I, an individual ill-fatedly known for my habitual lack of vogue awareness, got onto the trend a bit late—still blissfully unaware of its very existence. Last October, I directed myself into my kitchen, pulled up a recipe, and decided that bread would be made right there and then.

The first bread I tried to make was a simple whole-wheat loaf. Whole wheat—to preserve a vague sense of healthiness, and simple because I could not handle anything but.

I measured out the ingredients to the letter—or rather, number, scooping up powdery soft flour with my measuring cup and leveling it off with a knife like a seasoned Food Network chef. I watched the yeast, water and sugar swirl together until it foamed up several inches in my Pyrex measuring cup. I mixed everything together with a worn wooden spoon that smells like petrichor. I went in with my hands, and kept punching and squeezing even when that with which I was working seemed to have fused with my fingers. I put it into a loaf pan, fired a quick prayer, and slid it into the oven.

I had utterly failed. The bread was dense, bitter, under-salted, too wet but also somehow too dry. Paul Hollywood of the Great British Bake Off would not have been pleased.

But I kept on trying.

I haven’t perfect bread yet, not in the slightest. When I look for recipes online I still search for ones with “no knead” and “easy” in their cutely named food blog titles. There are plenty of skills I haven’t built up yet; keeping a close eye on the yeast, kneading the dough until it springs up just enough once I poke it, knocking on it with my knuckle once it’s out of the oven to check if it sounds hollow.

For now though, I’ll focus on feeling the dough between my fingers, stretching and folding it until it’s a happy lump ready to rise. I will sprinkle the cloud-like flour onto my countertop and not care if it goes everywhere, because a mess of flour is a given the moment the genie is out of the vessel.

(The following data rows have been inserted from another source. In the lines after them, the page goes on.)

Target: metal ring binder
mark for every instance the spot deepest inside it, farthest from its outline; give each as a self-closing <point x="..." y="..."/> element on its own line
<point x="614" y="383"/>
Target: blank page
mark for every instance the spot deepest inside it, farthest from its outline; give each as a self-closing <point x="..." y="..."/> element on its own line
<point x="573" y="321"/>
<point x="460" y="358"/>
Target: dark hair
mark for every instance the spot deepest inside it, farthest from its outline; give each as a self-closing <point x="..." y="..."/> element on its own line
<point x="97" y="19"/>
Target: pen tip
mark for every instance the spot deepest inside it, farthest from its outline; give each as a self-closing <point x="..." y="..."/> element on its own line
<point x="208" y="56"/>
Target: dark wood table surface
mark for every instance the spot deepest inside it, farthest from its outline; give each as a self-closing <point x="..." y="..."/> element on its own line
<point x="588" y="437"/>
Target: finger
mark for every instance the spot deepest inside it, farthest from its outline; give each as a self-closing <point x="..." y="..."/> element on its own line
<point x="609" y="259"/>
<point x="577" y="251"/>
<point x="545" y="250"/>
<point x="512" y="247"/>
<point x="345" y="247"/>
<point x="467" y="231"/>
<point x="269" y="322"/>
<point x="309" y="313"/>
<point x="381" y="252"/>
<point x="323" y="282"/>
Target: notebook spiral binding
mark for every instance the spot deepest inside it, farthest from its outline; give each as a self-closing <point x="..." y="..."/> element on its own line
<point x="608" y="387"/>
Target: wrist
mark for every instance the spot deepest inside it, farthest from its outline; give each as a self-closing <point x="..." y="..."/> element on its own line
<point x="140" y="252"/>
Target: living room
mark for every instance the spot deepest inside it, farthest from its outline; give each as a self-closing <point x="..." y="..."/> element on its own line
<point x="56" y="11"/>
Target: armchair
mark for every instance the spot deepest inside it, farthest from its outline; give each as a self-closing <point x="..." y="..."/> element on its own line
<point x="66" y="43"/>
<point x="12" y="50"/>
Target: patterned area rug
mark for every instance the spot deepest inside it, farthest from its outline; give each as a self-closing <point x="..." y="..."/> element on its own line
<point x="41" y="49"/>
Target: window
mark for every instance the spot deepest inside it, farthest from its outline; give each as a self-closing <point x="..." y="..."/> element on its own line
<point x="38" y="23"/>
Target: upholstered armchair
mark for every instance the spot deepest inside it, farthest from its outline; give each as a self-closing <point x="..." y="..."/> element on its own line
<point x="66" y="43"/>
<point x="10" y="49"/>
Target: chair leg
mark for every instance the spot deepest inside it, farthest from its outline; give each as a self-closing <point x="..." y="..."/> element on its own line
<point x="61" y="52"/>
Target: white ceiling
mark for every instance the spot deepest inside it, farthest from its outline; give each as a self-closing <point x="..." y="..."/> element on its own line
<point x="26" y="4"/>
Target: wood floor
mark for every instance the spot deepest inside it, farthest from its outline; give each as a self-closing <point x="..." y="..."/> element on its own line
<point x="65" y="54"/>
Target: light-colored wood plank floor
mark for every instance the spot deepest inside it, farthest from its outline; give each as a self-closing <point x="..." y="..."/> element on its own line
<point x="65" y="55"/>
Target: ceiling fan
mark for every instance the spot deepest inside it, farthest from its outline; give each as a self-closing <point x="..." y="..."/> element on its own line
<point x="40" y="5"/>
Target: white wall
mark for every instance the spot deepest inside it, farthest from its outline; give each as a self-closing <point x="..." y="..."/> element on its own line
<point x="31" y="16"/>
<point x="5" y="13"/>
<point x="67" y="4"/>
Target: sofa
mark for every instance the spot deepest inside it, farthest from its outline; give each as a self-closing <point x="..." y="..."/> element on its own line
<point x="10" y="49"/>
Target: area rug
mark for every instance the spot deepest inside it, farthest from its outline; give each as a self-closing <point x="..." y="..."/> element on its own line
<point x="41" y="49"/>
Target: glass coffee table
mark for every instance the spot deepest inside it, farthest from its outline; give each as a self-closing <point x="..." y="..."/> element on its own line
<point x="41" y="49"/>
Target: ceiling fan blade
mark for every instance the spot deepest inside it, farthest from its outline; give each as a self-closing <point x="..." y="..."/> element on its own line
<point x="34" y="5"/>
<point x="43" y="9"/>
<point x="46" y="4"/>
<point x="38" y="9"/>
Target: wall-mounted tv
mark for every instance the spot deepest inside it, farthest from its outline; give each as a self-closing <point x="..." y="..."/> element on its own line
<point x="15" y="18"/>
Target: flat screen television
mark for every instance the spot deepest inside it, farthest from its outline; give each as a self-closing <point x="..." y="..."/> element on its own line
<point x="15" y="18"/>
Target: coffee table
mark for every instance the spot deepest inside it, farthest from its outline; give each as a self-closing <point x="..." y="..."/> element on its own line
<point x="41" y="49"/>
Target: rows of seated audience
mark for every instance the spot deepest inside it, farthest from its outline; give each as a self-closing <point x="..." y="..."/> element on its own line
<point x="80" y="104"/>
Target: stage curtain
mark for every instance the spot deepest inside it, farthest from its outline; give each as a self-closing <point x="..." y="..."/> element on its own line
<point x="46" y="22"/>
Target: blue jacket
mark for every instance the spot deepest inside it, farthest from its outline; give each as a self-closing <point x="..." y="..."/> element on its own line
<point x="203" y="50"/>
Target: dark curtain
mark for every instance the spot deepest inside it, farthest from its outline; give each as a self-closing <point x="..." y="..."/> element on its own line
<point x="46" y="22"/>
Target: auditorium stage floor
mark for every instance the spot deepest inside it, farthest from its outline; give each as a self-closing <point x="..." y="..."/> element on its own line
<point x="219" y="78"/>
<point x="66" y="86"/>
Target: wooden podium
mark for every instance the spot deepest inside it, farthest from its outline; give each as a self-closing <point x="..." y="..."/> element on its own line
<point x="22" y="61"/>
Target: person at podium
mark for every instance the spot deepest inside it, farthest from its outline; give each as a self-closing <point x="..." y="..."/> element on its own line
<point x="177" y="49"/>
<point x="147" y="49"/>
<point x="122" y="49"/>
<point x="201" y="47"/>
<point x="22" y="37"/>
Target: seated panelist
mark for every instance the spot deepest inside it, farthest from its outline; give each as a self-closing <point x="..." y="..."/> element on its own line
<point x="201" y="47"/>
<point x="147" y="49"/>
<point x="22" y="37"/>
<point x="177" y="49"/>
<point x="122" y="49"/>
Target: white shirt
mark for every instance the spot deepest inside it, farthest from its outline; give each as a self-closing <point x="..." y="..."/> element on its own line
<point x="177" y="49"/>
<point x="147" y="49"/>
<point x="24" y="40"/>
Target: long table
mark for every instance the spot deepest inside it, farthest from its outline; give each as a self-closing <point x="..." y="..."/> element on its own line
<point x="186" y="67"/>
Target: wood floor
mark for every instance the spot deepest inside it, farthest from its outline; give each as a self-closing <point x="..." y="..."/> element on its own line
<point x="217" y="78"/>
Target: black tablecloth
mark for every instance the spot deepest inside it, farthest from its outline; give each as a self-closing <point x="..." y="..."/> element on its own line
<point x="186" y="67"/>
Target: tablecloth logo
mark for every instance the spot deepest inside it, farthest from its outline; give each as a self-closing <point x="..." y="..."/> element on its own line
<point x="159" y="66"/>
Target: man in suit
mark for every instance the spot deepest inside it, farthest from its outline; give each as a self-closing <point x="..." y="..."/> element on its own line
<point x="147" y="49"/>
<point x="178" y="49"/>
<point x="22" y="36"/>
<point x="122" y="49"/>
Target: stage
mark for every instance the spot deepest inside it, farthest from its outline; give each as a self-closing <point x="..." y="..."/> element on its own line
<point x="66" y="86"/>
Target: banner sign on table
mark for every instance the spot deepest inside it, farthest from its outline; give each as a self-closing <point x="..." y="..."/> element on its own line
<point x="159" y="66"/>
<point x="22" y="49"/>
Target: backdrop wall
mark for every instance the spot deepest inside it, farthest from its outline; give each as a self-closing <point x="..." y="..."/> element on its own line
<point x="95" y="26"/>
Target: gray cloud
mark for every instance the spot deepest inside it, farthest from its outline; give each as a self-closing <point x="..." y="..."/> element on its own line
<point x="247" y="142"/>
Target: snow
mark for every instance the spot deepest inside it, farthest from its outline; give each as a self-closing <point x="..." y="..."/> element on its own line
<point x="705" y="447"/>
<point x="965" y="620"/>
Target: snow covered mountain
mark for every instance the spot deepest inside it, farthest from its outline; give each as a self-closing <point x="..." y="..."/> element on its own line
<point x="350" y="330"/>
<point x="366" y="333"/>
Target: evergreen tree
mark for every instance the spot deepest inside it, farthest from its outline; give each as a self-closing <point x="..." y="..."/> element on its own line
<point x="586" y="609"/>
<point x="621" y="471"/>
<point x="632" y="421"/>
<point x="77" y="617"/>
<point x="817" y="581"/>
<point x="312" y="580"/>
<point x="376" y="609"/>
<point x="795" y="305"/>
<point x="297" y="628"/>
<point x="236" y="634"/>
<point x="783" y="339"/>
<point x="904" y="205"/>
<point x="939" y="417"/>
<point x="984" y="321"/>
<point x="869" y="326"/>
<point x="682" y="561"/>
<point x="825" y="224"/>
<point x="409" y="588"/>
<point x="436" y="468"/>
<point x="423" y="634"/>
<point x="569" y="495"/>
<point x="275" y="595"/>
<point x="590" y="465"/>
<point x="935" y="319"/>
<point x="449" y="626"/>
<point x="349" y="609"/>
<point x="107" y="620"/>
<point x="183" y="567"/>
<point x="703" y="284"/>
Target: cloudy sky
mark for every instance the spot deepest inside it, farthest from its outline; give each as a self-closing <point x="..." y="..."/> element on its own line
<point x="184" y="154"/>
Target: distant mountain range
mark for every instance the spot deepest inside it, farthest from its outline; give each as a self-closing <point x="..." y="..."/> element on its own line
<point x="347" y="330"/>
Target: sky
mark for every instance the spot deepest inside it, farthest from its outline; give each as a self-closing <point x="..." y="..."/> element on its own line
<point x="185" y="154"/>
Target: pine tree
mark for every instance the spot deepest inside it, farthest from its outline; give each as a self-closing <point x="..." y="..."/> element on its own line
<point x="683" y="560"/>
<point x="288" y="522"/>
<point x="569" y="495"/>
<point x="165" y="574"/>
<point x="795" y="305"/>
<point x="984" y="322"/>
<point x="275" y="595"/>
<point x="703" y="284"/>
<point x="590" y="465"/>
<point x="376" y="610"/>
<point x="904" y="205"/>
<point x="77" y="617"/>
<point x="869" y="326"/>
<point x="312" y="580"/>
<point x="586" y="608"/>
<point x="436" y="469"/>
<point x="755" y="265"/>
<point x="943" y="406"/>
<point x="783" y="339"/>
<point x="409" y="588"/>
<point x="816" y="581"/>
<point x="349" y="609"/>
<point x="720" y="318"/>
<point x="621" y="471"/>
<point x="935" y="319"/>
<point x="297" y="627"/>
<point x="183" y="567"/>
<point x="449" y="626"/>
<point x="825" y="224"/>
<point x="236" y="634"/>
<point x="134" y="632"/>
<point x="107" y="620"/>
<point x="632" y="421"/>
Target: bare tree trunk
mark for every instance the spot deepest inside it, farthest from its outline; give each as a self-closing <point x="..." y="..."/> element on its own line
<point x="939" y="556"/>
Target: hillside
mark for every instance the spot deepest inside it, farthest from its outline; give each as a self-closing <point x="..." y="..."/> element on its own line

Who am I to fight the fireworks of white pixie dust exploding in my kitchen, riding the breeze from the open window? I will let myself make mistakes, because it is only one moment in the history of bread. I will treasure what those mistakes teach me and hold the lessons close to my heart. I will knead and knead until my hands give out like every other bread maker’s before me. 

When faced with a calamity that has taken so much from the world, I have to take a step back and remind myself of what is good. After all, there is yeast in my fridge, flour in my cupboard, and a long succession of bread makers standing behind me, rooting for my success.